Because of the vastness of different AI problems, there unfortunately is no blanket solution to winning all benchmarks. We can only try to pick the best tool (card) for the particular job.
rocWMMA's job in the meantime is to enable users to leverage matrix-multiply hardware and therefore our focus is more on MFMA / WMMA enablement and performance. For other tools such as pytorch or Tensorflow, they especially could give better answers to questions about their particular benchmarks.
Cheers!
@cgmillette Thank you for pointing out my mistake. I ran perf_hgemm on MI100 and the numbers are much more reasonable even though still much slower than it should be. Do you have any idea why I may be getting such a low score? I'm using Ryzen 7900X and am using a cooler from eBay. It does not get too hot so I don't think it's cooling issue...

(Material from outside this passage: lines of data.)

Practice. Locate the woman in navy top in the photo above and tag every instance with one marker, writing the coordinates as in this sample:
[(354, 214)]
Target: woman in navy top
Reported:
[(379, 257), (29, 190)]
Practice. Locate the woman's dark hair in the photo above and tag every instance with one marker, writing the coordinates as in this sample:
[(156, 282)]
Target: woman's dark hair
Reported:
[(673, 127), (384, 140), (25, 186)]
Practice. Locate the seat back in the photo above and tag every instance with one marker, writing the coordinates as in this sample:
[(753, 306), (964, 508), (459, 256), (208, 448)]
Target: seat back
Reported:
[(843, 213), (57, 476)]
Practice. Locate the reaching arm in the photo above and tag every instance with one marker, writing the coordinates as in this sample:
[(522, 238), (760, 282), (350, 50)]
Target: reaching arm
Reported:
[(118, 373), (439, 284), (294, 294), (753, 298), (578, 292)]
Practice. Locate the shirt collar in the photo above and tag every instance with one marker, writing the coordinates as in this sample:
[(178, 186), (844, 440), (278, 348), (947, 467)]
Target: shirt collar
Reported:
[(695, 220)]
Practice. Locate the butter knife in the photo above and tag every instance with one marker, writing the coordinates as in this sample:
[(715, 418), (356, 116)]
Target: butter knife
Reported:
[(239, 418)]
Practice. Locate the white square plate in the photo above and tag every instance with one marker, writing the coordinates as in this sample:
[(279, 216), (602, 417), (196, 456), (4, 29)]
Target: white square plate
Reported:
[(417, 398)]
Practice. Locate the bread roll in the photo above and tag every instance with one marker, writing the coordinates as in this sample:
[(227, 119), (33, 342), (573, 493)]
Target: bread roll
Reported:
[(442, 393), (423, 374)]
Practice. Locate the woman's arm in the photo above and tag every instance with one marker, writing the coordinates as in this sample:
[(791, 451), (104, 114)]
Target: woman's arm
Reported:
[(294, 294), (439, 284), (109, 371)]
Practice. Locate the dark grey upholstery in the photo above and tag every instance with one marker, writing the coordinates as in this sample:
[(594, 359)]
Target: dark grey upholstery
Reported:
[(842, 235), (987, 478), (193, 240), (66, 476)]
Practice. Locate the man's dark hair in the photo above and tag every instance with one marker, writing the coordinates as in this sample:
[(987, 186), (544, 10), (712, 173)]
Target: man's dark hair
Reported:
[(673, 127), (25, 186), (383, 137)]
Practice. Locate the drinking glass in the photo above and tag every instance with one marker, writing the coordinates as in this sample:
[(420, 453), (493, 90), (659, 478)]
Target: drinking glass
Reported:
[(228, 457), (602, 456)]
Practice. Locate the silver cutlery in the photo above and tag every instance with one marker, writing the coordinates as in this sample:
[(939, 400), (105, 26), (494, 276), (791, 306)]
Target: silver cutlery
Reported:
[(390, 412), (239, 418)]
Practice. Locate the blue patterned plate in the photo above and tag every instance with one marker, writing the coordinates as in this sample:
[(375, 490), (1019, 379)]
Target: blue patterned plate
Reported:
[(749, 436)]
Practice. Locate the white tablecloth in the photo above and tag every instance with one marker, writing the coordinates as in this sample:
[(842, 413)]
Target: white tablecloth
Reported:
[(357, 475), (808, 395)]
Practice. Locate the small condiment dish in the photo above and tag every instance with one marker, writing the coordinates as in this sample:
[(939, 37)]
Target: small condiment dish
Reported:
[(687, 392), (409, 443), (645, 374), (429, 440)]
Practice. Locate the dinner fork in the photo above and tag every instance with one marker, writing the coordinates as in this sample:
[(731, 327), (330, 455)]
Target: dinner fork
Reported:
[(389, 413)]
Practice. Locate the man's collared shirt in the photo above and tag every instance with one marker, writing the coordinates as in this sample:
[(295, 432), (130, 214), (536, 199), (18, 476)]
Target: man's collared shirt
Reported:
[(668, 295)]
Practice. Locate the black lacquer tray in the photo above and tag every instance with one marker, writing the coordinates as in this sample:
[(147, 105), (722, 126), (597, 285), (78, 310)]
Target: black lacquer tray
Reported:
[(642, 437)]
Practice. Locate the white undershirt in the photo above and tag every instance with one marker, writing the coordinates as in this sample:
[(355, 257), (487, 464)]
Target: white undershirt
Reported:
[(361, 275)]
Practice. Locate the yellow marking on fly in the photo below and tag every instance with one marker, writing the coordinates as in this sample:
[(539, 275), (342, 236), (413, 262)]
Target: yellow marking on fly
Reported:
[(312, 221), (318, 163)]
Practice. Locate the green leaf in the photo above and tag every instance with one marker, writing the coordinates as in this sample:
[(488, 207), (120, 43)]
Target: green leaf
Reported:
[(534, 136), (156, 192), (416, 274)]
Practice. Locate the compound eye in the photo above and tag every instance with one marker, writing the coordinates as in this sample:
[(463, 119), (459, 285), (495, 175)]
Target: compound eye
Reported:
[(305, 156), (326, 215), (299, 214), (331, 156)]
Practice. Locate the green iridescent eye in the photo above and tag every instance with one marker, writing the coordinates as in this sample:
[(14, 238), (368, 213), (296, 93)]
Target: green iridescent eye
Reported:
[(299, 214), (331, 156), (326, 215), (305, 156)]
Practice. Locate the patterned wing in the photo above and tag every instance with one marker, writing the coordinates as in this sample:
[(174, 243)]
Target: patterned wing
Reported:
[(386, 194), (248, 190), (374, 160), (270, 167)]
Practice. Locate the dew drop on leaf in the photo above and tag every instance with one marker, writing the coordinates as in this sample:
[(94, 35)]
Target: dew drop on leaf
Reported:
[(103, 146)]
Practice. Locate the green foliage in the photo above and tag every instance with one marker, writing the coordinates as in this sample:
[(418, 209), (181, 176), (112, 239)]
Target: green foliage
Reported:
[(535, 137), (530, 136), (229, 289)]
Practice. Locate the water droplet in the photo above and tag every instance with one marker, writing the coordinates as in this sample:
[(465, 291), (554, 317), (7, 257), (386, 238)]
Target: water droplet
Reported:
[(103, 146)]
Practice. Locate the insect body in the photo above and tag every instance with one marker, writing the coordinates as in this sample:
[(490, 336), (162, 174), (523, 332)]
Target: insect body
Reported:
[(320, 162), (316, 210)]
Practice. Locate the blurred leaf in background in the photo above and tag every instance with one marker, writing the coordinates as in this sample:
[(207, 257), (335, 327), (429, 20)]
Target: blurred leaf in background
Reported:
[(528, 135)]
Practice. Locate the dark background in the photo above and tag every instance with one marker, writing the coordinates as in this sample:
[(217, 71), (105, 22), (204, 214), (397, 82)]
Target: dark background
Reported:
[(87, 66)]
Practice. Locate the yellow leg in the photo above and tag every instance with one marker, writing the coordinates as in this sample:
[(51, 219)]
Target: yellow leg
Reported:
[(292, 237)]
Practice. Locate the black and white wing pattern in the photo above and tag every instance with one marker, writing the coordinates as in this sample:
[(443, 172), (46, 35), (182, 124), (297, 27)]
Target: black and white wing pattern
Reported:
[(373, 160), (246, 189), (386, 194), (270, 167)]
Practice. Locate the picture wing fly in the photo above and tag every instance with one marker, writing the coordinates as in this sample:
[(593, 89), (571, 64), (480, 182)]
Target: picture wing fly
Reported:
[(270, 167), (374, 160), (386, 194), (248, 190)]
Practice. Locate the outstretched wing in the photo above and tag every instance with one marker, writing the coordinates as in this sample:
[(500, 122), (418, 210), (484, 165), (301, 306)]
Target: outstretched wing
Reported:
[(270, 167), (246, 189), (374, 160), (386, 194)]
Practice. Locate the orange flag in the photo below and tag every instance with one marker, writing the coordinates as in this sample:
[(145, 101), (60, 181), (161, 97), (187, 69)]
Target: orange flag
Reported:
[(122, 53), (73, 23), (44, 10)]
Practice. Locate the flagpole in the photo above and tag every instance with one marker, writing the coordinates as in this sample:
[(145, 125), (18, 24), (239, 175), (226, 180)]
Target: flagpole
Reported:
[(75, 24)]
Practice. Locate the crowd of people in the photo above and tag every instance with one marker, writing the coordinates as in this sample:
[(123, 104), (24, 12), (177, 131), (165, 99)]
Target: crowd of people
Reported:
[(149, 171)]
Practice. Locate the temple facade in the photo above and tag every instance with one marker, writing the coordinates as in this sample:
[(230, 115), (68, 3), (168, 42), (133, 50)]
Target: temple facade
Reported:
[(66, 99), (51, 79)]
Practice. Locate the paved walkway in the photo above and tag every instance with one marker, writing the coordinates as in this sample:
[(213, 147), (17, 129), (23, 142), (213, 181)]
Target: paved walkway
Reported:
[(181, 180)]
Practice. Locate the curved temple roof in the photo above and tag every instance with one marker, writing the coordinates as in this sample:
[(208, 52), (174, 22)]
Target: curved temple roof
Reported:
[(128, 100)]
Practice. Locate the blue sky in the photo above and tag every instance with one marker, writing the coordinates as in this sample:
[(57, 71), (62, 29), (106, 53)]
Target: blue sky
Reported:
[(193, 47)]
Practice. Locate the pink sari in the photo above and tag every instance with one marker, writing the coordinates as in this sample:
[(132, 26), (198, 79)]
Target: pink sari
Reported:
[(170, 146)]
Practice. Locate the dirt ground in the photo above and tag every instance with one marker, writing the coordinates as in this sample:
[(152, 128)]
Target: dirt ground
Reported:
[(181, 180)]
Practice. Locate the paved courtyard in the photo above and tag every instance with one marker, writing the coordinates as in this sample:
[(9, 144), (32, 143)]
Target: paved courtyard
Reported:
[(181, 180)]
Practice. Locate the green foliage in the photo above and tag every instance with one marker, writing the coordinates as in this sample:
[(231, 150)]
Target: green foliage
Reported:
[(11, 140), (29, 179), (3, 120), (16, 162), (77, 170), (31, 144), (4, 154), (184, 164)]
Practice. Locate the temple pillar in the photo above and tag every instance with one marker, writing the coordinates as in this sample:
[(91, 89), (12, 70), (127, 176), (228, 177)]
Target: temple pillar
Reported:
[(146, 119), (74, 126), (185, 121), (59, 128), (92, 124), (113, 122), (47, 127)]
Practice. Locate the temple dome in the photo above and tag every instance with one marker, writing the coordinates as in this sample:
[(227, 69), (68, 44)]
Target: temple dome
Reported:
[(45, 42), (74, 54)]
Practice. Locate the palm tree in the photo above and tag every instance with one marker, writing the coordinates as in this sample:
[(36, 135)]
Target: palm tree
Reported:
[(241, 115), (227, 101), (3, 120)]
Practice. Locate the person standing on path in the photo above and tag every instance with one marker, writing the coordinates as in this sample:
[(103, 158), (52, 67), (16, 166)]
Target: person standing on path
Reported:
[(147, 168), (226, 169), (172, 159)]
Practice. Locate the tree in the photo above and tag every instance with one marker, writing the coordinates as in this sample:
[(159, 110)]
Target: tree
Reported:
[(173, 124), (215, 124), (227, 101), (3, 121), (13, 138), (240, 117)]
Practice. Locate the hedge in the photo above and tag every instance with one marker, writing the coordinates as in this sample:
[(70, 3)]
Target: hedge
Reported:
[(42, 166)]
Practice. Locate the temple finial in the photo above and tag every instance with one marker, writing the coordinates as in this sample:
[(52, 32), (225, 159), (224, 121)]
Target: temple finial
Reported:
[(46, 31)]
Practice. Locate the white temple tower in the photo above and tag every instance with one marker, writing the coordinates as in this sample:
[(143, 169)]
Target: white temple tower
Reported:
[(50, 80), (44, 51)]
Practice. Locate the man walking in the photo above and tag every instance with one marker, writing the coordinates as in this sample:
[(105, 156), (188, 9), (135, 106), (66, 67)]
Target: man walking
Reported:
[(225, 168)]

./perf_hgemm Initializing host data... Initializing device data... Launching GEMM kernel... gridDim (56 56) blockdim (128 2) TBlockX, TBlockY, BlocksX, BlocksY, BlkM, BlkN, BlkK, MatM, MatN, MatK, alpha, lda, ldb, beta, ldc, ldd, elapsedMs, Problem Size(GFlops), TFlops/s 128, 2, 2, 2, 32, 32, 16, 7168, 7168, 7168, 2, 7168, 7168, 2, 7168, 7168, 78.143, 736.587, 47.1307
@briansp2020 Can you tell me which version of ROCm you are using?
5.7.1 docker I built (based on this) running on Ubuntu 22.04.3 server, Kernel 5.15 + ROCm5.7.1 dkms. I'm now building 5.6.1 docker to try it. If I still get a low performance with 5.6.1, I'll try downgrading kernel module to 5.6 and see if that helps. But it's easier to just try 5.6 user land stuff first. Thank you!
I just ran it using 5.6.1 docker I built and the result looks broken. Do I need to match the docker user land files with kernel module?
./perf_hgemm Initializing host data... Initializing device data... Launching GEMM kernel... gridDim (56 56) blockdim (128 2) TBlockX, TBlockY, BlocksX, BlocksY, BlkM, BlkN, BlkK, MatM, MatN, MatK, alpha, lda, ldb, beta, ldc, ldd, elapsedMs, Problem Size(GFlops), TFlops/s 128, 2, 2, 2, 32, 32, 16, 7168, 7168, 7168, 2, 7168, 7168, 2, 7168, 7168, 0.0072, 736.587, 511519 Finished!
@cgmillette I tried rocm/pytorch:latest and am getting the following, which looks much better. I guess the issue is my docker container, even though I have no idea why the docker I build is having issues. I'll keep investing. Thank you for your help.
./perf_hgemm Initializing host data... Initializing device data... Launching GEMM kernel... gridDim (56 56) blockdim (128 2) TBlockX, TBlockY, BlocksX, BlocksY, BlkM, BlkN, BlkK, MatM, MatN, MatK, alpha, lda, ldb, beta, ldc, ldd, elapsedMs, Problem Size(GFlops), TFlops/s 128, 2, 2, 2, 32, 32, 16, 7168, 7168, 7168, 2, 7168, 7168, 2, 7168, 7168, 39.0735, 736.587, 94.2566 Finished!
Right on! Most welcome, and take care
What is the expected performance of MI100? I was expecting a much higher number since the theoretical performance is more than 180TF. I was getting higher numbers when I was testing 7900XTX even though it has a lower theoretical peak performance!